Just because the only tool the Saudis have is a hammer, doesn’t mean the only problems the world presents are nails.

In the meantime, US and Canadian-based fracking fills the gaps and sets the world’s oil price. Saudis may not like it, but it’s true.

US producers now supply about 13 million barrels a day, out of a world supply the US Energy Department puts at around 100 million barrels. The US, not Saudi Arabia, is now both the world’s largest and fastest-growing producer of crude oil.

The point of the Saudi gambit is to push prices higher — but as soon as it works, the plan creates its own failure. Brent crude tumbled on Monday, on the assumption that Saudis will try to set a price that only they and a few other Arab states can supply profitably. The Saudis take market share, and then jack prices back up. That’s a nice 1970s playbook.

The problem is, once prices rise, US frackers can get back in the game. The equilibrium price of oil is near the cost of production of the player whose barrels make the difference between an undersupplied and oversupplied market — and that’s the US. That price per barrel is somewhere in the $40 range, on average — some parts of North Dakota and Texas produce oil for the 20s, and others are more expensive. Oil production in Texas actually rose in 2015, the last time the Saudis tried their flood-the-market trick.
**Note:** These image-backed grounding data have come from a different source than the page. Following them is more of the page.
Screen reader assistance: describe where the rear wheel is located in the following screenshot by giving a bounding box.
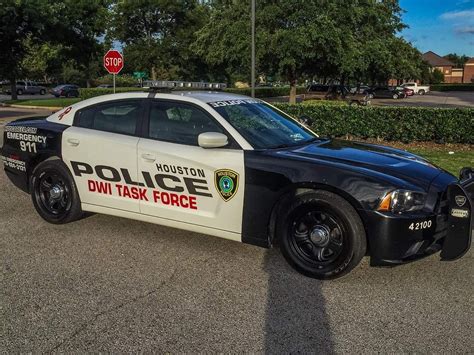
[277,190,366,279]
[40,89,46,95]
[30,160,83,224]
[17,89,23,95]
[392,93,398,99]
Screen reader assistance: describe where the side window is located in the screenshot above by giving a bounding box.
[148,101,223,146]
[75,100,142,135]
[17,81,25,86]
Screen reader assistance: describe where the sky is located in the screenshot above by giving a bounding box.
[399,0,474,56]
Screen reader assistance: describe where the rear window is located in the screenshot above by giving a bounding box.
[75,100,143,135]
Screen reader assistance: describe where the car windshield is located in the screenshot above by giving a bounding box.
[209,99,318,149]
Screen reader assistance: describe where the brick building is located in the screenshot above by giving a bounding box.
[422,51,464,83]
[463,58,474,83]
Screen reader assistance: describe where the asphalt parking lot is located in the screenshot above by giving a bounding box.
[1,165,473,351]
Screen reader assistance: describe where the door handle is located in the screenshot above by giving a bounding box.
[141,153,156,162]
[67,138,80,146]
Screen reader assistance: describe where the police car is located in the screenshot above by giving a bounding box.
[1,87,472,279]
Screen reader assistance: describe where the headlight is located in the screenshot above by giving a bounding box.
[377,190,427,214]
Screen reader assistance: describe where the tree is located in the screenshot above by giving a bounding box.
[0,1,46,99]
[444,53,470,68]
[0,1,109,98]
[430,68,444,84]
[110,0,210,81]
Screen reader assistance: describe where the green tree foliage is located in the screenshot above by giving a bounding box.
[110,0,210,81]
[0,0,109,97]
[194,0,424,103]
[430,68,445,84]
[444,53,470,68]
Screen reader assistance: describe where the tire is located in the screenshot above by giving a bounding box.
[40,89,46,95]
[418,89,425,95]
[17,89,23,95]
[277,190,366,279]
[66,92,73,98]
[30,159,83,224]
[392,93,398,99]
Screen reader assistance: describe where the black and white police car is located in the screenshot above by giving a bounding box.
[1,89,472,279]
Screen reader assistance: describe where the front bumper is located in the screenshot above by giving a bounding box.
[366,173,473,266]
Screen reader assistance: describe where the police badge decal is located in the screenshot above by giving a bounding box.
[215,169,239,202]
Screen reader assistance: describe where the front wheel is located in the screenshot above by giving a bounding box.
[40,89,46,95]
[392,93,399,99]
[17,89,23,95]
[30,159,83,224]
[277,191,366,279]
[418,89,425,95]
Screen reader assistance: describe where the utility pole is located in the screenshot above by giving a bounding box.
[251,0,255,98]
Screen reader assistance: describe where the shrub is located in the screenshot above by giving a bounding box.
[224,86,307,98]
[79,87,144,100]
[430,83,474,91]
[274,104,474,144]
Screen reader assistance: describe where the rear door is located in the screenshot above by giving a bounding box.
[137,99,245,237]
[62,99,145,212]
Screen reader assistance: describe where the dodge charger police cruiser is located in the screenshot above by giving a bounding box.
[1,88,472,279]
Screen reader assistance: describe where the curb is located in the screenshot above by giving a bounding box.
[1,103,62,111]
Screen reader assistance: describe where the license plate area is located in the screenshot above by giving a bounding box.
[440,183,472,260]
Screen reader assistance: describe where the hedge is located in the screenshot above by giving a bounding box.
[430,83,474,92]
[79,86,308,100]
[274,104,474,144]
[79,87,144,99]
[224,86,307,98]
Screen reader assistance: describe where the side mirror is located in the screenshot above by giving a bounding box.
[299,115,313,126]
[198,132,229,148]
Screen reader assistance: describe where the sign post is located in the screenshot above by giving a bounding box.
[103,50,124,93]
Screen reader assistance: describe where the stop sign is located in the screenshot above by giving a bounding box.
[103,50,124,74]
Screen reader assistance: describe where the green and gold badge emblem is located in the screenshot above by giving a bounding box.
[215,169,239,202]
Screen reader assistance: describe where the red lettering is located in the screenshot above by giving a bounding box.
[139,188,148,201]
[88,180,96,192]
[161,192,170,205]
[179,195,189,208]
[170,193,179,206]
[96,181,111,194]
[189,196,197,210]
[153,190,160,202]
[122,185,131,198]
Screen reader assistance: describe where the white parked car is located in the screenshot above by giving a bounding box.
[400,82,430,95]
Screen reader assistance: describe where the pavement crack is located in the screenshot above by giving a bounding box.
[47,268,178,352]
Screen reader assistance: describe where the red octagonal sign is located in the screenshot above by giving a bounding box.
[103,50,124,74]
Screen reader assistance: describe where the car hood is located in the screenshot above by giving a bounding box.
[276,139,448,189]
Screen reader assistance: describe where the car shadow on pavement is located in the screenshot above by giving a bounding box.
[263,247,334,353]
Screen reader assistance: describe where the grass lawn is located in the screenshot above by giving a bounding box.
[4,98,81,107]
[408,148,473,177]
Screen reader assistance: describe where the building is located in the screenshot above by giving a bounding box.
[421,51,464,83]
[463,58,474,83]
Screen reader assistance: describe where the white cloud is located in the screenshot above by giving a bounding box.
[440,9,474,20]
[456,26,474,34]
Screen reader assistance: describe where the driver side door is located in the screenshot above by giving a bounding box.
[137,99,245,239]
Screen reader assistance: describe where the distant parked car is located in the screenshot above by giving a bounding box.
[4,81,47,95]
[401,87,414,97]
[51,84,80,98]
[369,87,405,99]
[400,82,430,95]
[97,84,113,88]
[350,85,374,99]
[306,84,370,105]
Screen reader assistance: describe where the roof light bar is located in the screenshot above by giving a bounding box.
[143,80,227,90]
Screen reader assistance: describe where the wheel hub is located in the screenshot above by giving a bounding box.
[310,225,330,246]
[50,185,64,200]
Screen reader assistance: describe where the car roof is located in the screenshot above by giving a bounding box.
[174,91,251,103]
[47,91,260,126]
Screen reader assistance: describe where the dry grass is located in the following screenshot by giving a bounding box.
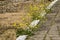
[0,10,32,27]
And that price will be set at a level that is above the Saudis’ price of producing crude — but below the price they need to pay for social peace and, in a new twist since MBS came to influence if not formal power (his father is still king), regional military adventures.

In the meantime, let’s not exaggerate the Saudis’ market power — or their staying power. Profits at state-run Saudi Aramco were down 18 per cent in the first nine months of 2019, to $68.2 billion. The company blamed this on lower oil prices, which tumbled all the way to $66 a barrel in the first half of 2019 from $69 the year before. The Saudi government just pushed them to the low 30s.

So, you tell me: The Saudis, with profits down 18 per cent and worsening through the year, cut the price of their product in half and hope, ultimately, to make the lost profit back by exploiting an oligopoly they no longer control. Press coverage of Saudi oil works on the assumption that the desert kingdom can produce for $10 a barrel or less, but that’s not what Saudi Aramco’s financials tell us. Neither did the $4.65 a share drop in Aramco’s stock price on Monday, as it got whacked like everyone else in the business.

Aramco’s full-year earnings report comes out March 16. The conference call should be fun.